In 1938, the Raleigh Little Theatre began to seek a permanent space. During the first two seasons of shows, productions had been staged in the local high school, outdoor community spaces, and even a courthouse. However, with the support of Mayor George Isley, plans to build a new facility on the former site of the state fair racetrack moved forward. Unfortunately, by 1938, the Federal Theatre Project was no longer working with the Raleigh Little Theatre (Congress would shut the federal project down entirely in 1939). So, in order to complete the building project, the company relied on support from the local community. Despite this large obstacle, with donations of money, resources, and services from the community, the project, including the main theatre building and the outdoor amphitheater, was completed in time for the 1940-41 season.
Though the theatre was now fully dependent on its own profit and revenue, the Raleigh Little Theatre was not immune to the effects of WWII. Just three months into the 1941-42 season, Japan attacked Pearl Harbor, and the company had a choice to make. In the spirit of “the show must go on,” despite the national tragedy, the Raleigh Little Theatre moved forward with its current production of The Man Who Came to Dinner and opened as planned on December 10, 1941, just three days after the Pearl Harbor attacks.
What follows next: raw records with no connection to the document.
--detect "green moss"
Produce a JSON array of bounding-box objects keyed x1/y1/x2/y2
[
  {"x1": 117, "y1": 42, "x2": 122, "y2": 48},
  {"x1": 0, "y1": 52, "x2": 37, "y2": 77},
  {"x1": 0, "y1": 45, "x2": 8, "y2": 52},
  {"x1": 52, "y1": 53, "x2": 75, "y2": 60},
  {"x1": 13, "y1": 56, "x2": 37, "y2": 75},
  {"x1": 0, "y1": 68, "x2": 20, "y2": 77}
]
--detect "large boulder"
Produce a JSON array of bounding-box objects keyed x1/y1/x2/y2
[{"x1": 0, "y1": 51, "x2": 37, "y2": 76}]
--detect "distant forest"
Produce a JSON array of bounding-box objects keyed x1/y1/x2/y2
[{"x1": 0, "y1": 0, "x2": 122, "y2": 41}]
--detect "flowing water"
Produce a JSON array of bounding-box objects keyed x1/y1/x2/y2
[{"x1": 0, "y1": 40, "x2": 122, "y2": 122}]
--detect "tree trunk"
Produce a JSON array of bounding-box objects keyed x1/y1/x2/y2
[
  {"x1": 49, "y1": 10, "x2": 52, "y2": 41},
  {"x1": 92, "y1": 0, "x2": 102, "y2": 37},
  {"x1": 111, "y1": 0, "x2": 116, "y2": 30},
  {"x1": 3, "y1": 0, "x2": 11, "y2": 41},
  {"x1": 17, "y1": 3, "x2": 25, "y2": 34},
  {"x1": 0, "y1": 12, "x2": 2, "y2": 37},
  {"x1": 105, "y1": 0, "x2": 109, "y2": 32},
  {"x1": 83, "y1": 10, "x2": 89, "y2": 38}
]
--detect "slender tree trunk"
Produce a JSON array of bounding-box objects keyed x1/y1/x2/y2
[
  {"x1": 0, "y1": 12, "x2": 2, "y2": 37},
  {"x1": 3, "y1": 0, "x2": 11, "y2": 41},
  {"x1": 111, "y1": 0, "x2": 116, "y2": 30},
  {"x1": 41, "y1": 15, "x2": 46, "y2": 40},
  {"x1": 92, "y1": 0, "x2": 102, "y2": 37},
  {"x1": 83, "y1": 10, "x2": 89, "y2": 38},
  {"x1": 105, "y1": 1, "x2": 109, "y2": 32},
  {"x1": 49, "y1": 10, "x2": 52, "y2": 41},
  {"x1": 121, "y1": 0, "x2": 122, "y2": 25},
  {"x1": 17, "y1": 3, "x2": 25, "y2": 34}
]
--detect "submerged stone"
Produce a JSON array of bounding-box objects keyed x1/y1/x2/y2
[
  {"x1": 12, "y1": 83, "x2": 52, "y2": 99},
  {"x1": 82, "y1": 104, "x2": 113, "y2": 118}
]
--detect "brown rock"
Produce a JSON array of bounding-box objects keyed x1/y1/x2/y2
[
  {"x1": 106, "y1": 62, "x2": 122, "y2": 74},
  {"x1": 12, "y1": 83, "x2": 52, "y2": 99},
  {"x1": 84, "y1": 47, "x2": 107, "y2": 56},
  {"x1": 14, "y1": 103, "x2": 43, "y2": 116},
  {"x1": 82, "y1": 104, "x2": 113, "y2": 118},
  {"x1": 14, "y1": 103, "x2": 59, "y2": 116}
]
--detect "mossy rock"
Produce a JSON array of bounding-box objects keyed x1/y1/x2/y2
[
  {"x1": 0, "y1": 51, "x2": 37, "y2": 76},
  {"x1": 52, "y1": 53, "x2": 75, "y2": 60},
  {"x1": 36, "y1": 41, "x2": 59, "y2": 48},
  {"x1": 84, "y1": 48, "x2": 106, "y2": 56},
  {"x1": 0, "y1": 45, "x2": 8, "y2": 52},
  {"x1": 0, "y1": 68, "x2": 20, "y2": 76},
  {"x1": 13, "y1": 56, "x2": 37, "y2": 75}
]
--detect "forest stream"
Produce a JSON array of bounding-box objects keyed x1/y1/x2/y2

In honor of the military, and in partnership with the Defense Service Unit of the Wake County Defense Council, the members of the theatre and the actors in the show invited servicemen to join them after the performance that evening for dinner in their homes.
The war ended, and the Raleigh Little Theatre went on, experiencing more success and establishing itself as a staple in Raleigh’s arts community. Its facilities have played host to community productions of Broadway musicals, Shakespearian classics, and staples by American playwrights. Perhaps its most famous alumnus, Andy Griffith, debuted his well-known monologues Romeo & Juliet and What it Was, Was Football on the Raleigh Little Theatre stage in 1953. In addition, a number of original works by Raleigh playwrights have been performed there, including Climate of Fear, a play performed in 1955 that focused on the anti-communist hysteria that was taking over America.
The Raleigh Little Theatre continues to serve its place as a center of creativity and recreation for the Raleigh community.